The Balancing Act

Now that school is almost back in session it is time for us teachers to get back to our school routine and derail all of the healthy habits we built up over the summer. Busy nights mean quick takeout dinners instead of making something at home or instead of hitting the gym we go home and crash into the couch with a bag of potato chips.



I've been there.

When I started teaching I have no idea how to manage my stress and eating habits. After signing up for a half marathon with a couple of co-workers I painfully got back into running. I went from being able to run a 5:20 mile to dying after running 3 miles at 10 minute pace. It was horrible, humbling and painful but from that point on I was focused on getting better. My first half marathon was 1:59 and in the most recent marathon I ran in April I crossed the half marathon point in 1:39. So now that I have had four years of better habits I thought I might share my insight with you.

Let's start with excuses.

I would but...

My hips hurt when I run.
I am just too tired at the end of the day.
My schedule is way to busy.
I can't handle the heat and humidity.
I have kids.
It's too cold.
I just don't have the energy.
I just don't have time.

Are you guilty of any of these? The truth is that if you are making excuses you are not ready to change your habits. What you are really saying is that you are not willing to give up your current lifestyle in order to change or add something to your life. Change is scary. We like to do what we know, even if it hurts us. There are many places in your day that you can sacrifice a current way of life in order to add running or exercise in general to your day. Do I dare even ask how much time you spent scrolling through Facebook or Instagram today? There's your hour.

You have to plan your exercise regime and set aside that time in your day. Don't schedule anything during that time if possible. You have to change your mindset to "plan your schedule around your exercise time" rather than "fit in exercise around your schedule." Schedule doctor's appointments, meetings and other obligations for outside of those times. I know that some days of the week I have meetings after school that I can't get out of, so I plan those days of the week as my off day so I don't have to try and get a run in after teaching followed by an hour plus meeting.

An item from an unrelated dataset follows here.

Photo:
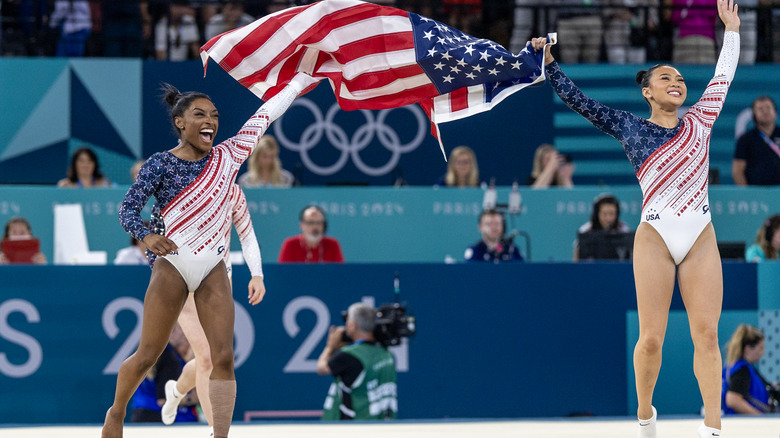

Don't set yourself up for failure. Know who you are and what you are willing to do. If you like to go out with your coworkers after work then don't plan your exercise during that time. If you won't get up early before work then don't plan your exercise during that time. Now if you like to go out, you won't wake up early and you won't work out at night then you can refer to a couple of paragraphs up; your not ready to change.

Find an accountability buddy. Hire a personal trainer or a coach. I guarantee if you are paying for it you are going to stick with it! Find a coworker who is willing to show up at the same time as you. Heck, go on Instagram and find an exercise community who is cheering you on. You can be held accountable by posting your workouts each time.

Let's talk about kids. I know that kids take up time and energy but there are lots of people with kids who are healthy. You have to take care of yourself in order to take care of your family, do it for them! Putting in an exercise regime sounds energy depleting but it will actually give you more energy to keep up with your family. Get up before them, take them with in the stroller, find a gym with childcare or get some home gym equipment.You don't have to have a 15 mile run in order to get some exercise in, take your kids out for a family walk or get walking when your kids are at soccer practice and you are waiting to pick them up. If you want some inspiration you can read this article on an amazing mother who ran a 3:11 marathon pushing 3 kids in a stroller 😲


Change is scary but you can do it. Yes it is going to hurt. Yes you are going to have to make some sacrifices and yes it's going to require planning ahead. Are you ready?

Need some help getting in a back to school routine? Email coach.n.fischer@gmail.com to get started!

www.runwithcoachfischer.com

Comments

Popular posts from this blog

Full Review of WhitePaws RunMitts - The Gear You Need to Try!

Science In Sport (SiS) REGO Rapid Recovery Review

"He Who Chases Two Hares Catches None"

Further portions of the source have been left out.